Monday, September 22, 2003
Pitchess Applies to Records of Ex-Officer, Appeals Court Rules
By KENNETH OFGANG, Staff Writer/Appellate Courts
The procedures set forth in the Evidence Code for obtaining discovery of police personnel records still apply when the incident leading to the request occurred after the officer left law enforcement, the Fourth District Court of Appeal has ruled.
Div. One ruled Thursday that David Randy Abatti was entitled to an in camera hearing on his motion for disclosure of “counseling memos” in the files of former Calexico Officer Jesse Torres.
The court granted Abatti’s petition for writ of mandate and set aside Imperial Superior Court Judge Juan Ulloa’s order denying the motion, brought under Brady v. Maryland (1963) 373 U.S. 83, Pitchess v. Superior Court (1974) 11 Cal.3d 531, and the Evidence Code sections codifying Pitchess.
Abatti is charged with felonious assault, leaving the scene of an accident, and with drawing or exhibiting a firearm, all based on an incident in October 2002 in which Abatti allegedly struck the victim’s vehicle on purpose and ran him off a dirt road outside El Centro.
Earlier this year, Abatti’s attorney filed a Pitchess motion seeking various records concerning Torres from the Calexico Police Department. In a declaration, the attorney said that Torres had been listed as a witness and that records of his former employment were relevant with regard to the veracity of certain statements Torres had made incriminating Abatti.
Torres, according to the declaration, had told authorities that Abatti came into the business where Torres was working about two months after the accident and admitted having been present at the scene. A defense investigator had spoken to Torres, the attorney added, and Torres had told him that he left the police department due to a disability.
The defense argued that disclosure of Torres’ personnel records would lead to relevant and potentially exculpatory evidence by showing that Torres had a tendency to prevaricate. Counsel claimed that officers had told him, on condition of anonymity, that Torres had a tendency to exaggerate and fabricate with record to his police work and had been asked to leave the department in lieu of discipline.
The city responded that since Torres had not worked for Calexico in 12 years, the five-year limitation on discovery set forth in Evidence Code Sec. 1045(b) applied. The city also argued that the defense failed to show good cause and materiality, and that some of the material constituted psychological records for which no compelling need had been shown.
The defense in turn cited City of Los Angeles v. Superior Court (2002) 29 Cal.4th 1, which held that personnel records more than five years old are discoverable as a matter of constitutional law, but only if the defense meets the higher threshold set by Brady of showing that the information is so material it could mean things come out differently at trial.
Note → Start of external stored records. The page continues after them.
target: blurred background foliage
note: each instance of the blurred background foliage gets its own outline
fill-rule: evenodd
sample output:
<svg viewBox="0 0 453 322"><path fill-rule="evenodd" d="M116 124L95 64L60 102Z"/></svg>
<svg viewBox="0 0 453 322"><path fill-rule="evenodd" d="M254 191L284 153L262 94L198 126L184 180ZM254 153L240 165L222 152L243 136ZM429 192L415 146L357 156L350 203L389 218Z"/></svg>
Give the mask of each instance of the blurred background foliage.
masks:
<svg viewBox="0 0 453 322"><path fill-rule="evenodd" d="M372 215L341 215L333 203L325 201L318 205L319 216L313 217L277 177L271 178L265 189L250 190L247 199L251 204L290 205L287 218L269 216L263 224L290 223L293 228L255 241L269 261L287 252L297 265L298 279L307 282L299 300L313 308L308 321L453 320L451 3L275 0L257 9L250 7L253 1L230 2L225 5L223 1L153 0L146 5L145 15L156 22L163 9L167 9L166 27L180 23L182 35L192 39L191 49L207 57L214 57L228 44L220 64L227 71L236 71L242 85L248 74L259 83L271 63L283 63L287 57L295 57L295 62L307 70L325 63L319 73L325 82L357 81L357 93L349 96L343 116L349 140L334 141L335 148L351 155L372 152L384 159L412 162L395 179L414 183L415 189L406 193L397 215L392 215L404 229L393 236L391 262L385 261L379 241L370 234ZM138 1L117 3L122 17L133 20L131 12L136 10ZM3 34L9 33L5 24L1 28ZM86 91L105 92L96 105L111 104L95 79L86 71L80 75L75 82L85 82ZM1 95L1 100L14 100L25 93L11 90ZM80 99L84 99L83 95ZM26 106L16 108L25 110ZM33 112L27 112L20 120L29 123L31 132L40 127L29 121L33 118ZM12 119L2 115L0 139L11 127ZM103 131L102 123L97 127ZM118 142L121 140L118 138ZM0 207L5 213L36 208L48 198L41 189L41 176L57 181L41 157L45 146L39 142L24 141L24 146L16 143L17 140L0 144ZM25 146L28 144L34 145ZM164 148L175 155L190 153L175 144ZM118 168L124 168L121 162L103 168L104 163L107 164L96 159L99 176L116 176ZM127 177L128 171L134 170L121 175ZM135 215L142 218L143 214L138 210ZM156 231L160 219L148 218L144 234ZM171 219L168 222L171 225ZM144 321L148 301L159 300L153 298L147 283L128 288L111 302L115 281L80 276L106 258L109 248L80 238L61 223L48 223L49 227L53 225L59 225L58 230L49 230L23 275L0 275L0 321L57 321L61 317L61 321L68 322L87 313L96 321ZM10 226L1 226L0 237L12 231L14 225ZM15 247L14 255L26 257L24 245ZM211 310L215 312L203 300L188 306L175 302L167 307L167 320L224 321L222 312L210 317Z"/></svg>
In denying disclosure, Ulloa reasoned that good cause had not been shown. He also held that the motion was defective because Torres had not been served, and that the five-year limitation applied because the Brady threshold had not been met.
The judge also expressed concern as to whether Pitchess applied to an ex-officer.
But Justice Richard Huffman, writing for the Court of Appeal, said counsel’s declarations showed good cause and materiality on their face, and that the judge should not have turned down the “hybrid” Brady/Pitchess motion without examining the records in camera.
The declarations, Huffman said, met the Pitchess threshold because they “established a ‘plausible factual foundation’ for allegations Torres was untruthful in his report of the encounter with Abatti to the police or prosecution, put the court on notice Torres’s credibility would likely be an issue at trial, and articulated a valid theory of how the requested information might be admissible, i.e., as impeachment evidence.”
The justice further concluded that the records might constitute Brady material because a jury might acquit Abatti if it disbelieves Torres’ testimony. The fact that Torres is no longer a police officer has no bearing, the court concluded.
Huffman agreed with the trial judge that Torres was entitled to notice, but said that could be remedied by ordering the city to give him notice.
The case is Abatti v. Superior Court (People), 03 S.O.S. 5077.